The liquidators of the Krion investment scheme (a notorious Ponzi scheme operated through MP Finance Group CC and related entities) sought to recover payments made to investors. Previously, in Fourie v Edeling, the liquidators had unsuccessfully relied on section 30 of the Insolvency Act 24 of 1936 (requiring proof of intention to prefer one creditor above another). The Supreme Court of Appeal in that case held that section 30 was not applicable, but made an order under section 26 setting aside dispositions without value (payments of profits exceeding capital contributions). After this judgment, the liquidators instituted new actions against various investors (respondents), this time relying on sections 26 and 29 of the Insolvency Act. The respondents raised special pleas of res judicata, issue estoppel, and lis alibi pendens, arguing that the liquidators should have brought all claims in the Fourie proceedings and were now barred from instituting fresh proceedings. The High Court upheld these defences and dismissed the liquidators' claims. The liquidators appealed to the Supreme Court of Appeal.

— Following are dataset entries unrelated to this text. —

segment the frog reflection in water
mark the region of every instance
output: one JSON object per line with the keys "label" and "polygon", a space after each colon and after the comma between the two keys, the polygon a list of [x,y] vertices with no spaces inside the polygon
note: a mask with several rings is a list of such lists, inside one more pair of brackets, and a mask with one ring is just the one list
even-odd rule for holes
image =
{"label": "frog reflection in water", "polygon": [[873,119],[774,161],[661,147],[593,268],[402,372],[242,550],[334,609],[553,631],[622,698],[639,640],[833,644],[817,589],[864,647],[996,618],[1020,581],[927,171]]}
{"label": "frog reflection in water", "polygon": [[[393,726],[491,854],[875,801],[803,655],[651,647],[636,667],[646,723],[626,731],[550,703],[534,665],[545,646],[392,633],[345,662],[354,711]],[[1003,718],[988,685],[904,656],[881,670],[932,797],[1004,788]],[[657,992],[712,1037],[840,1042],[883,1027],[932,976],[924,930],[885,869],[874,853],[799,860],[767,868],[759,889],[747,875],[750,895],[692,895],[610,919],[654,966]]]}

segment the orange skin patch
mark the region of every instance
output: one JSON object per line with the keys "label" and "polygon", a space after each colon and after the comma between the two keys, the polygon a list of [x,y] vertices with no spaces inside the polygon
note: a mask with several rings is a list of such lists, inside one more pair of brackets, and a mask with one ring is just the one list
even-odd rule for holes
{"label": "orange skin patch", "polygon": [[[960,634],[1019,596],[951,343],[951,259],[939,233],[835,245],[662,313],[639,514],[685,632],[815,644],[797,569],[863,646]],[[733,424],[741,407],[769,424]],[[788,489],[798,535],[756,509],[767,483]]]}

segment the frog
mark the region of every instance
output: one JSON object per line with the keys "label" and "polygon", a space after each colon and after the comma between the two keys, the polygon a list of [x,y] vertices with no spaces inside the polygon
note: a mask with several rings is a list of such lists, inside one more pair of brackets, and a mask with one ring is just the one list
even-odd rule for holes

The appeals succeeded. The orders of the High Court were set aside. In case 18109/2005 (Steenkamp matter), the declaratory relief sought by the liquidators was granted, with the respondents ordered to pay costs jointly and severally including costs of two counsel. In cases 14010/2005, 14428/2005 and 18764/2005 (Myburgh, Van der Merwe, Van der Westhuizen matters), the special pleas of res judicata and lis alibi pendens were dismissed, with defendants ordered to pay costs jointly and severally including costs of two counsel. The costs of respondents Steenkamp, Myburgh and Van der Merwe in the appeals were to be costs in the estate in liquidation. Van der Westhuizen was ordered to pay the liquidators' costs of his appeal. No order was made regarding Janse van Rensburg. Parties were given 15 days to apply to be heard on costs if aggrieved.
The binding legal principles established are: (1) Sections 26, 29, and 30 of the Insolvency Act 24 of 1936 create different causes of action with different essential elements, such that reliance on one section in previous proceedings does not create res judicata barring reliance on another section in subsequent proceedings. (2) For issue estoppel to succeed as a defence, it must nullify the entire legal force of the cause of action; if the plaintiff retains a viable cause of action on other grounds notwithstanding the estoppel on one issue, the defence fails. (3) The 'once and for all' rule (Henderson v Henderson principle) is based on abuse of process and requires the party relying on it to plead and prove facts demonstrating abuse; it should only be applied when the facts amount to an abuse of process, having regard to considerations of equity and fairness. (4) Lis alibi pendens is a discretionary remedy that requires balancing the interests of affected parties, taking into account factors such as the effectiveness of alternative procedures, convenience, cost, and practical considerations. (5) Each case involving extended application of res judicata principles must be decided on its own facts, with careful scrutiny to avoid injustice.
Heher JA made several obiter observations: (1) The Court expressed doubt (without deciding) whether the judgment in Fourie was actually binding on the general body of investors given the defects in service identified by Conradie JA in that case, and whether investors could elect ex post facto to be bound by a judgment that was not otherwise binding on them. (2) The Court noted that it was inappropriate to import English law principles of issue estoppel wholesale into South African law, as the source lies in the common law's flexible interpretation of res judicata requirements (citing Kommissaris van Binnelandse Inkomste v Absa Bank Bpk). (3) The Court did not address the merits of additional defences raised by Janse van Rensburg in his answering affidavit, as these were not part of the intended test case and some appeared inconsistent with the Fourie judgment. (4) The Court did not consider Janse van Rensburg's counter-application as the lower court had not dealt with it and it was not covered by the notice of appeal, despite submissions in the liquidators' heads of argument.
This case is significant in South African insolvency law and civil procedure for several reasons: (1) It clarifies that different sections of the Insolvency Act providing remedies to liquidators to set aside dispositions create distinct causes of action that may be pursued separately. (2) It affirms the flexible but cautious approach to extending res judicata principles beyond the classic requirements, emphasizing that issue estoppel must be applied with careful scrutiny on a case-by-case basis and cannot succeed if it leaves the plaintiff with a viable cause of action on other grounds. (3) It recognizes that the 'once and for all' rule from Henderson v Henderson is based on abuse of process and must be applied with reference to the particular facts and equities of each case, not as a rigid rule. (4) It demonstrates the practical difficulties that can arise in complex insolvency litigation involving numerous creditors/investors and the need for flexibility in procedure. (5) It provides guidance on the discretionary nature of lis alibi pendens and the factors to be considered in balancing the interests of parties. The judgment emphasizes the importance of equity, fairness, and preventing abuse while avoiding formalistic approaches that would defeat legitimate claims.